Both sound and light (in most circumstances) travel in waves. Scientists measure the frequency, wavelength and velocity of these waves. The relationship among the three variables is simple. The velocity of a wave equals the frequency of the wave times the wavelength of the wave. This relationship makes it easy to determine the frequency of a soundwave or a lightwave from its known wavelength.
Determine the wavelength of the light. For example, a visible blue light has a wavelength of approximately 460 nanometres.
Divide the light's wavelength by 1 x 10^9 to find the wavelength in meters. In the example, 460/(1 x 10^9) = 4.6 x 10^-7.

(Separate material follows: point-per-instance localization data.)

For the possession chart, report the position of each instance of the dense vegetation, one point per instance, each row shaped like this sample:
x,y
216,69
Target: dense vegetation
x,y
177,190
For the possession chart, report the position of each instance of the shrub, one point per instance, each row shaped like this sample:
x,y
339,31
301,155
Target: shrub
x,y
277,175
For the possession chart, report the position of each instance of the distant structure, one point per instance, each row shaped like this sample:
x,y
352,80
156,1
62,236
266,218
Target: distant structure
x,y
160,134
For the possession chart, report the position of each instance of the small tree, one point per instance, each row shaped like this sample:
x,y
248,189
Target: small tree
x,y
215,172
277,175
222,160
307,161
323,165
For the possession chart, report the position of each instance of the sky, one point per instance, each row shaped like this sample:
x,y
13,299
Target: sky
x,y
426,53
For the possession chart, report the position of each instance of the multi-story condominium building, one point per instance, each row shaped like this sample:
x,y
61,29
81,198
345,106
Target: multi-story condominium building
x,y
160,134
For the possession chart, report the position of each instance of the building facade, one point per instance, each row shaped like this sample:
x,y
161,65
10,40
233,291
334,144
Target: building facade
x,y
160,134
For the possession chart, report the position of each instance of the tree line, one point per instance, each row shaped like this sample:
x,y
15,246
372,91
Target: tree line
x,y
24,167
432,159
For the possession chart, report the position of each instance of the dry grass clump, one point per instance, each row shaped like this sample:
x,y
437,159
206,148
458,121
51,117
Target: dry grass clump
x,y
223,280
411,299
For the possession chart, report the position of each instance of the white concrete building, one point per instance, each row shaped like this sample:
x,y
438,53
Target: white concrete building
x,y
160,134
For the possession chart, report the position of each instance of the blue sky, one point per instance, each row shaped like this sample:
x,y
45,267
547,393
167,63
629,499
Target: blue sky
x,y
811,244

Divide the speed of light, 3.00 x 10^8 meters per second, by the wavelength in meters. In the example, (3.00 x 10^8)/(4.6 x 10^-7) = 6.52 x 10^14.
Express your answer in the units calculated, which is reciprocal seconds (s^-1). The frequency of the blue light is 6.52 x 10^14 s^-1. This is the same thing as 6.52 x 10^14 Hertz, or Hz.
Determine the wavelength of the sound. For example, the wavelength of middle C on a piano is approximately 1.29m.
Divide the speed of the sound, 343 meters per second, by the wavelength in meters. In the example, 343/1.29 = 266, rounded off.
Express your answer in the units calculated, which is reciprocal seconds (s^-1). The frequency of middle C on a piano is 266 s^-1. This is the same thing as 266 Hz.
The speed of sound varies, depending on air temperature and humidity. It is 343.4m/s in dry air at 20 degrees Celsius. The speed of light is constant in a vacuum.